I have been reading your posts for 6 months now and would like to thank you for sharing your knowledge and experience. I am hoping that you can help me get started!

I am a baby boomer in my 50's and would like to buy property in Brisbane. I have a son attending UQ and am considering a unit in St Lucia.

My question is

* Should I purchase in his name (FHOG) and convert it to an IP after 6 months. Are there costs involved other than the transfer of ownership? Is this legal as he will remain in the unit and will rent out 2 rooms to friends for 3 years.
(He is in his 3rd year of a 5 yr degree)

Or
* Should I Purchase it as an IP.

I am on a decent wage so will benefit from negative gearing.

I have a LOC in place and intend to pay IO. I am not looking to sell but if I needed to what are the tax implications for both?
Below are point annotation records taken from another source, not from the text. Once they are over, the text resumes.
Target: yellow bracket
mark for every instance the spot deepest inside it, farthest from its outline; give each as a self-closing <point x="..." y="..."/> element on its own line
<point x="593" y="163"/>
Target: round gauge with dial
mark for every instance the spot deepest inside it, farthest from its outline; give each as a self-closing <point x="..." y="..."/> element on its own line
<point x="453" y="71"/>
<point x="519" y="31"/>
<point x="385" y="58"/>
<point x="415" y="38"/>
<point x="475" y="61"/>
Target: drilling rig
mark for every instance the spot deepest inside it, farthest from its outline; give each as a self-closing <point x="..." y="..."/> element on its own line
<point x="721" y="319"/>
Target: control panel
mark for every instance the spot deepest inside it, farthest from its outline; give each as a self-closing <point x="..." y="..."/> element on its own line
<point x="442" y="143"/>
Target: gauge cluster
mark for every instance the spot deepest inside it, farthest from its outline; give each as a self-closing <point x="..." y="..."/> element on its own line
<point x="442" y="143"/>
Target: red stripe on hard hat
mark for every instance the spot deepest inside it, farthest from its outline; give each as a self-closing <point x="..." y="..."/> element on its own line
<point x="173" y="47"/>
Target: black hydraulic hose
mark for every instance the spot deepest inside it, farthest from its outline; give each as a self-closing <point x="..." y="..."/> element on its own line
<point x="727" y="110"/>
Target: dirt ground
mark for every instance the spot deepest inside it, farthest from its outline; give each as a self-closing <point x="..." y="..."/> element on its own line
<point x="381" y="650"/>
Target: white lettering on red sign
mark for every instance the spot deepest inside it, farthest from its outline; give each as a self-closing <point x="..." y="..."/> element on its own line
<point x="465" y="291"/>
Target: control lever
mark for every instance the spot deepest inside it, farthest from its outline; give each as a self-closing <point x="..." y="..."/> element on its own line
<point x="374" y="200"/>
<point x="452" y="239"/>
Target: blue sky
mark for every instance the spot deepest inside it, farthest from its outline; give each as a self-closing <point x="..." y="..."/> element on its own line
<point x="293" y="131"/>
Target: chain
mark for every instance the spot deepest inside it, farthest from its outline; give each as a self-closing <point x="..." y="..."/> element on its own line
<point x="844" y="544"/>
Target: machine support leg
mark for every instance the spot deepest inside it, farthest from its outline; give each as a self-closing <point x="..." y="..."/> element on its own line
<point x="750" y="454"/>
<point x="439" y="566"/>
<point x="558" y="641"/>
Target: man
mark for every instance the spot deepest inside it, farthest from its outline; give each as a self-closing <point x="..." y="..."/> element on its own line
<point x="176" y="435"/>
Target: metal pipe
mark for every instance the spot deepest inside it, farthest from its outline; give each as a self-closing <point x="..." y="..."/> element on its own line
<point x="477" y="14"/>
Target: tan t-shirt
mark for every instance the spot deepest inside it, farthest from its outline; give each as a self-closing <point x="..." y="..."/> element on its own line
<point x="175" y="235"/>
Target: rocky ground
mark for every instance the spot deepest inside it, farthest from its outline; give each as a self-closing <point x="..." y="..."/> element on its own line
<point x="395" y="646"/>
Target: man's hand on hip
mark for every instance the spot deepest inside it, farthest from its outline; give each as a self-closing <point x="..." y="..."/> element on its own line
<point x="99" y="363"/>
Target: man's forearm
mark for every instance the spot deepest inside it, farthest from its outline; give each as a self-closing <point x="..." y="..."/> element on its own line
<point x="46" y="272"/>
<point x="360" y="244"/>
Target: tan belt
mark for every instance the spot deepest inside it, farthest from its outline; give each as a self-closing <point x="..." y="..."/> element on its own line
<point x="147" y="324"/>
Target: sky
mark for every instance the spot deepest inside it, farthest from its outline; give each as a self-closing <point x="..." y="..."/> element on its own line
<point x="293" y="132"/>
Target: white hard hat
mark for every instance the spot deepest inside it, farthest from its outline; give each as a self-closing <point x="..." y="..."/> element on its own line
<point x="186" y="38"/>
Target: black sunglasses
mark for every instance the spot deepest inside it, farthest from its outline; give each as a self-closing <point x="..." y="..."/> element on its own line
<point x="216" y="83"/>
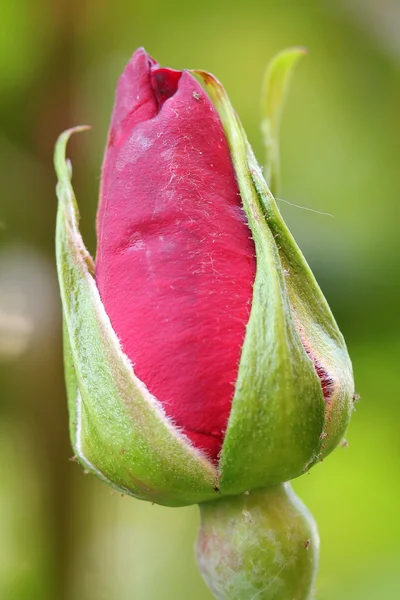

I am having a case of the jitters, it all sounds so good in theory but actually doing it is frightening. I am married and thus require all the answers to satisfy the other half:)
 
Ok, so you want to get the $14k FHOG for your son and then, 6 months later, make it your IP.

Not only will you pay stamp duty on the transfer of ownership from him to you (almost $9k for a $300k property in Qld [check rates here]), when your son really does go to buy his first PPOR he won't be eligible for FHOG.

To me that doesnt seem that great an idea.

You should contact the Qld OSR.
 
I agree with Mark. Option A makes no sense whatsoever.
Option B sounds better, if you're comfortable with it. Don't forget, you can do an Income Tax Withholding Variation to get the negative gearing benefit each payday rather than waiting until tax time to get a refund. It really does help the cash flow situation.
 
Thanks for your replies, Rob and Mark.

I am comfortable with the IP option but wasn't sure if it made the best economic sense.
 
Hi there
there is another option
you do buy the unit with your son as the purchaser (he gets the unit and the FHOG and the stamp duty concessions)- but you are instead his financier - he pays you back as mortgagee with his friends assisting
your son can then refinance and pay you out further down the track once he has a job - and if you are charging a commercial rate of interest - you could claim your expenses
thanks
 
I agree that you should just buy it as an IP, if you do buy it in your sons name, will he be able to afford to buy the house given that he's a student?

You could be on the loan as a guarantor, but your son will still have to apply for the loan as the primary applicant. Some lenders might ask you to also be on the title (10% ownership) which would make your son ineligible for the FHOG.